The group is a major portion of Cygnus’s business and includes six trade magazines: Asphalt Contractor, Concrete Contractor, Equipment Today, Pavement Maintenance & Reconstruction, Rental and Sustainable Construction. Equipment Today is the largest of the magazines, with a BPA-audited circulation of 77,000 subscribers. The Logistics Group includes Food Logistics and Supply & Demand Chain Executive magazines.
While the magazines are not leaders in their field, the new company is entering a B2B publishing environment where many of the companies are owned by private equity companies or their bankers and are not investing it digital media. Cygnus, which did launch a couple native apps in late 2011, including one for Sustainable Construction, has never launched a Newsstand app. It also consolidated its magazine websites into general industry sites such as its construction site forconstructionpros.com which features only press releases and content from other media companies.

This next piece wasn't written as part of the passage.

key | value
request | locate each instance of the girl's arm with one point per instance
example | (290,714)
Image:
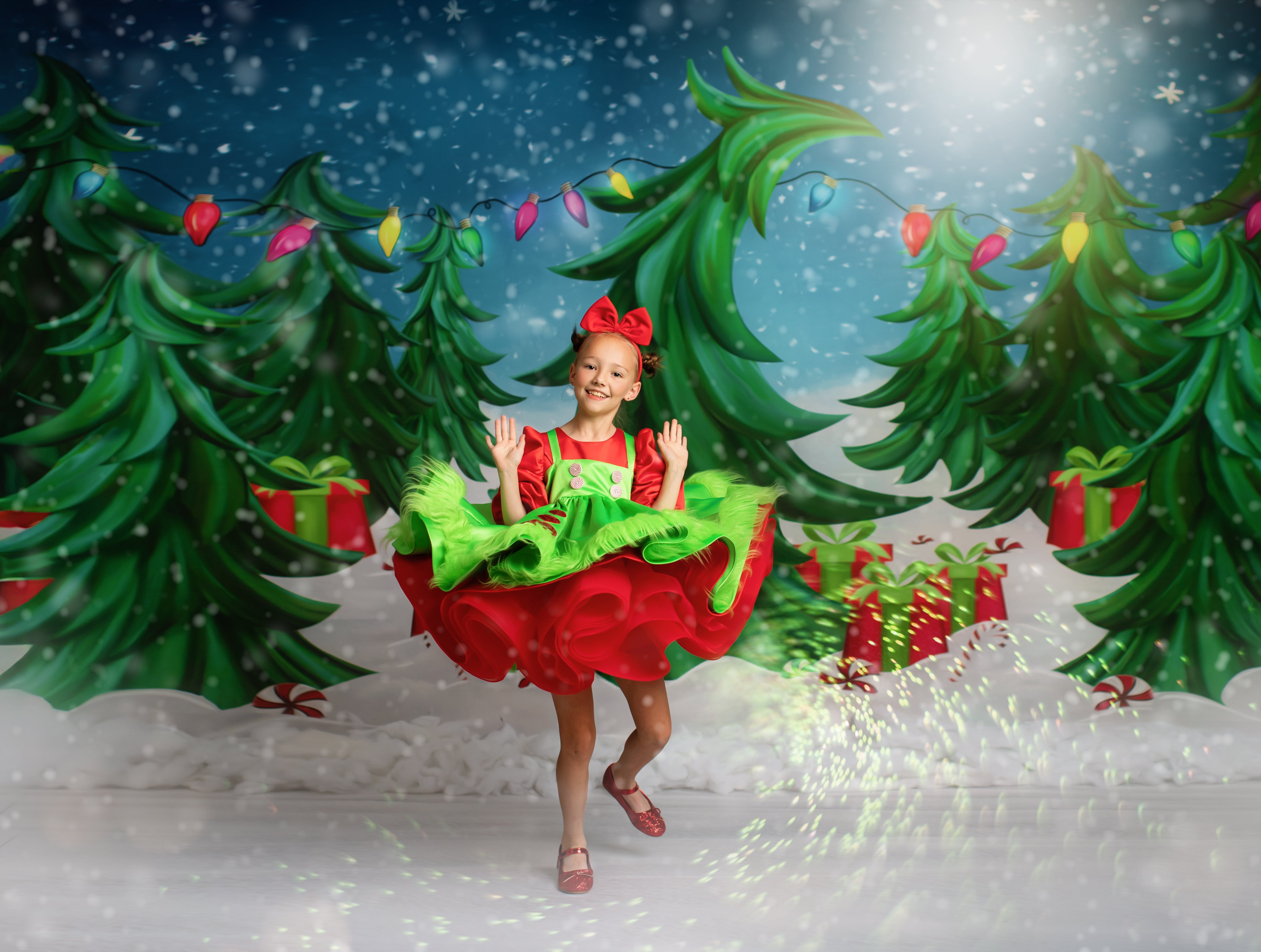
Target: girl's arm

The new owners are Anil K Narang, who will be chairman, and Carl Wistreich, who will act as CEO. Narang Narang served as COO of Oak Tree Educational Partners, Inc. until 2011, and before that was president of Alliance Entertainment Corporation. Wistreich was a lawyer in NYC and was previously CEO of BRS Capital. The third part of the management team will be Kris Flitcroft who managed the titles at Cygnus, she becomes Executive Vice President.
If the new B2B firm wants to expand they will find plenty of properties available. Many B2B have been hanging since the fiscal crisis of 2008 and have been hoping for a ad page turnaround that has not come. A good place to invest would be in properties outside of construction but where the same advertisers that target construction also are to be found: housing (due for a rebound) and agriculture. While so little competition online and in mobile and tablets platforms, the company could also experiment with digital start-ups in new industries.
Last year Cygnus sold its agriculture books to American Farm Bureau Federation, and earlier this year put its Public Safety group up for auction.
Disclosure: Many moons ago I worked for McGraw-Hill’s Construction Information Group, and later was the publisher of Roads & Bridges, a transportation construction magazine that somewhat competed with the Cygnus titles.